Physics-guided deep learning for global sea surface temperature forecasting: Balancing accuracy and stability across timescales
Shiji Dong , Yan Li , Xiaobin Yin , Qing Xu , Peng Mao
Geoscience Frontiers ›› 2026, Vol. 17 ›› Issue (2) : 102255
Accurate sea surface temperature (SST) forecasting across multiple timescales remains challenging. Daily forecasting frequently relies on autoregressive models prone to instability and over-smoothing, whereas monthly forecasting suffers from sparse data and the complex dynamics of ocean systems. Existing deep learning methods struggle to address these diverse challenges simultaneously. We introduce SSTFormer, a novel physics-guided deep learning framework that achieves leading results, with root mean squared error of 0.17 °C for daily forecasts and 0.60 °C for monthly forecasts, yielding lower bias and improved spatial coherence.

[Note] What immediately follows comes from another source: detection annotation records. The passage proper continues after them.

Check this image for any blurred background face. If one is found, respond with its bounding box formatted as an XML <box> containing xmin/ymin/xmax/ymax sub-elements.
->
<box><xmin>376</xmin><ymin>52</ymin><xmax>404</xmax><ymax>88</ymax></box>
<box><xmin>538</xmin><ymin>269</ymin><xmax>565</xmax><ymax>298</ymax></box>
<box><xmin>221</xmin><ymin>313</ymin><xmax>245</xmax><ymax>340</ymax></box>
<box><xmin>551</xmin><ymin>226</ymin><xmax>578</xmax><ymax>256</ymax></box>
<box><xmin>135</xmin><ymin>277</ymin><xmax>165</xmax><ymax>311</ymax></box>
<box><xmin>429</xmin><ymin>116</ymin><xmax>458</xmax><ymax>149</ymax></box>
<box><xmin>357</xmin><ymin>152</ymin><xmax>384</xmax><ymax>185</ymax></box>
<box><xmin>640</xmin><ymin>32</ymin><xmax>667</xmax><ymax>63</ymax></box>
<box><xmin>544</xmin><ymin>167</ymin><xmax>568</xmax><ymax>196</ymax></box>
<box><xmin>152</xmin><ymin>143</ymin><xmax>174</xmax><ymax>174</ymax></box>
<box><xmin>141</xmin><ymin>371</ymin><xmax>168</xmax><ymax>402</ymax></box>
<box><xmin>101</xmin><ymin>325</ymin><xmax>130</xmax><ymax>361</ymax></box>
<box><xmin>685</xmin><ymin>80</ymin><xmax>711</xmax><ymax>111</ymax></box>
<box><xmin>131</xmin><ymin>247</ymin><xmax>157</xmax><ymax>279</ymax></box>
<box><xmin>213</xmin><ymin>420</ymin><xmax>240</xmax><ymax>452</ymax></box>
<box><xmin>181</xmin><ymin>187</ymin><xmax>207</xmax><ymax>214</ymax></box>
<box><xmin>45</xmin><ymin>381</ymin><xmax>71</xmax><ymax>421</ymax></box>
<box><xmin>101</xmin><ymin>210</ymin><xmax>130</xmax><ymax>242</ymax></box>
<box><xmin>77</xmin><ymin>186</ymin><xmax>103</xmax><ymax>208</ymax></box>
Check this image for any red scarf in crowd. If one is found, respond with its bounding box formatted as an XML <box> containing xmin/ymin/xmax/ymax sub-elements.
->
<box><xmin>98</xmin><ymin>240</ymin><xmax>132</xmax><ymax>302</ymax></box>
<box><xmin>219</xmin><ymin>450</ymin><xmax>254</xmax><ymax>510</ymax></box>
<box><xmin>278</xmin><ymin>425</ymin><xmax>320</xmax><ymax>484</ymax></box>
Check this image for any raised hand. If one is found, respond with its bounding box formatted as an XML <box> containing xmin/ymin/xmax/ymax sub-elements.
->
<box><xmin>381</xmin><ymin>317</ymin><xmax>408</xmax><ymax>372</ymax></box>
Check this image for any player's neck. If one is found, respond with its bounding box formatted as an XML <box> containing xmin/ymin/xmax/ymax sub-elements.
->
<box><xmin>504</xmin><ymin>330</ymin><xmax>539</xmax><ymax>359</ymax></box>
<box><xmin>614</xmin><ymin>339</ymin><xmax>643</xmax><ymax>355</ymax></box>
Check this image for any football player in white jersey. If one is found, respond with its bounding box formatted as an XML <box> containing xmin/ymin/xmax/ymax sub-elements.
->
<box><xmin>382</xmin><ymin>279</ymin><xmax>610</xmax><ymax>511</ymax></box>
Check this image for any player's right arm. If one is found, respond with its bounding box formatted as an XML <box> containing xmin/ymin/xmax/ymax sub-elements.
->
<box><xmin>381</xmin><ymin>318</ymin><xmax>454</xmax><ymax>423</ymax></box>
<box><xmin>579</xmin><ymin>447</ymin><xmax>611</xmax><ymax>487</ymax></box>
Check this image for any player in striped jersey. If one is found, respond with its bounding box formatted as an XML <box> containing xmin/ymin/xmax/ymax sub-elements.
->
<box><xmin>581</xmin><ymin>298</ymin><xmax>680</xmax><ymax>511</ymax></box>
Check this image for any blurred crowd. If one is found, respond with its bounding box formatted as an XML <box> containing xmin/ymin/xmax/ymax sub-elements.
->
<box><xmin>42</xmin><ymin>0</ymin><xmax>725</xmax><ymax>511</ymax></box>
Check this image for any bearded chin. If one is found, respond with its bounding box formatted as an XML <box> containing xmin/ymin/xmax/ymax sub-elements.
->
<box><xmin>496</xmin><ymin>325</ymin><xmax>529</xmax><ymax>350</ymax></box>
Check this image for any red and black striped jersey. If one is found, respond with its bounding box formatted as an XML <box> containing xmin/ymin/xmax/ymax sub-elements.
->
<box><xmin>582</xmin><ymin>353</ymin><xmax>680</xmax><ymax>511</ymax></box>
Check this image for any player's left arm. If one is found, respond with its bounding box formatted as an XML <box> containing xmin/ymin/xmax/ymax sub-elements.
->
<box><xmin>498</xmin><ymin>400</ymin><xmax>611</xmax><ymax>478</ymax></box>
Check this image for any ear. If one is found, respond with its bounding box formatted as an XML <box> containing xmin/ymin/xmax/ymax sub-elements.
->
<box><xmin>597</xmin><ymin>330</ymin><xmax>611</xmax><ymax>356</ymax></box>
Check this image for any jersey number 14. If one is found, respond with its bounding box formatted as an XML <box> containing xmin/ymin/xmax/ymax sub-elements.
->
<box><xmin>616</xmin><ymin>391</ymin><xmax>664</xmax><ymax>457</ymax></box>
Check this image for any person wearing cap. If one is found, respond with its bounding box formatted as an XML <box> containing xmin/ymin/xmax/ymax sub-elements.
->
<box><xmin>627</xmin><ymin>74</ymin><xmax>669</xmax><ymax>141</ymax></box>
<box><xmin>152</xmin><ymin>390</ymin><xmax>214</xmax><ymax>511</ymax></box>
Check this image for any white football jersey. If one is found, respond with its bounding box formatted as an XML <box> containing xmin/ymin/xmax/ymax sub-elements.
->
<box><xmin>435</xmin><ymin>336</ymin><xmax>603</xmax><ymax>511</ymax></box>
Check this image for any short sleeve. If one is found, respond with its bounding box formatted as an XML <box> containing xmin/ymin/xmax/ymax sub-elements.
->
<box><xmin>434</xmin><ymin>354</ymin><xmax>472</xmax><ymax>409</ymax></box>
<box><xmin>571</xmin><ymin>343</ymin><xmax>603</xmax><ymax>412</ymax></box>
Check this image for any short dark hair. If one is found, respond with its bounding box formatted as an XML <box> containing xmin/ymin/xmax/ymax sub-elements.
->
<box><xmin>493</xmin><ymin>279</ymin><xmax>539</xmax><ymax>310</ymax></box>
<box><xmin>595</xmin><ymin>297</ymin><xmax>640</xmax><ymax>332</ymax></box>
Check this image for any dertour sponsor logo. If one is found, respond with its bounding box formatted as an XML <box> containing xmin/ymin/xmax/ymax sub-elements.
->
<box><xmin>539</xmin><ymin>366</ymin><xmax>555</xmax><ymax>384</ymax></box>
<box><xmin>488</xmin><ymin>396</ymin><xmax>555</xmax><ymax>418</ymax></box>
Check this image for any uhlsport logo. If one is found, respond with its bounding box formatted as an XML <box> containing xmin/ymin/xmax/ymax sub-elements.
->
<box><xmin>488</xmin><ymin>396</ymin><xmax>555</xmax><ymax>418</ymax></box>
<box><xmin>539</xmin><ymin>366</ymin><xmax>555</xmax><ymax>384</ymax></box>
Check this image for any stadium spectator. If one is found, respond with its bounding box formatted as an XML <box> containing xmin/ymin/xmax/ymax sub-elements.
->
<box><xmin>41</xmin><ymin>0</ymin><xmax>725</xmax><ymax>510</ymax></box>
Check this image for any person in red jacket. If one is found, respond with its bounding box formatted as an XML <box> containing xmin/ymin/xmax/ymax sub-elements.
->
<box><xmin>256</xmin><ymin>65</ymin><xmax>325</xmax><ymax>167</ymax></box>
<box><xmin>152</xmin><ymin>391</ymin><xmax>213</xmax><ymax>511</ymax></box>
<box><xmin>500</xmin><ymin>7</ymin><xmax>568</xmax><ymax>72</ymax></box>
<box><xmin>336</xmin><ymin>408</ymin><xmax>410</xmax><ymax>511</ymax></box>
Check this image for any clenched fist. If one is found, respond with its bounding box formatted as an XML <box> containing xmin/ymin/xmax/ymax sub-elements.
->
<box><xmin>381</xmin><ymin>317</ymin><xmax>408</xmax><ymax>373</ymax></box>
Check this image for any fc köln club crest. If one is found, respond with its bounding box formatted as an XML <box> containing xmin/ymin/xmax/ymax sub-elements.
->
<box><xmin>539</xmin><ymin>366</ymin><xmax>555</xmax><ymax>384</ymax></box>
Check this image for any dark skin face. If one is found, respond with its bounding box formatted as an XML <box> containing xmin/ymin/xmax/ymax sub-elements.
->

The model’s core innovation is its unified and flexible architecture. For multi-step daily forecasts (1-15 days), it deploys as a ‘‘two-phase sequential ensemble” that replaces conventional autoregression and uses ocean current to solve instability and mitigate error accumulation. For single-step monthly forecasts, it is used in a direct forecasting configuration, proving effective at handling ‘‘sparse data” and ‘‘complex ocean dynamics.” SSTFormer demonstrates how a single architecture, through flexible deployment, can address the unique challenges of multi-scale SST forecasting, highlighting its potential as a unified and robust framework.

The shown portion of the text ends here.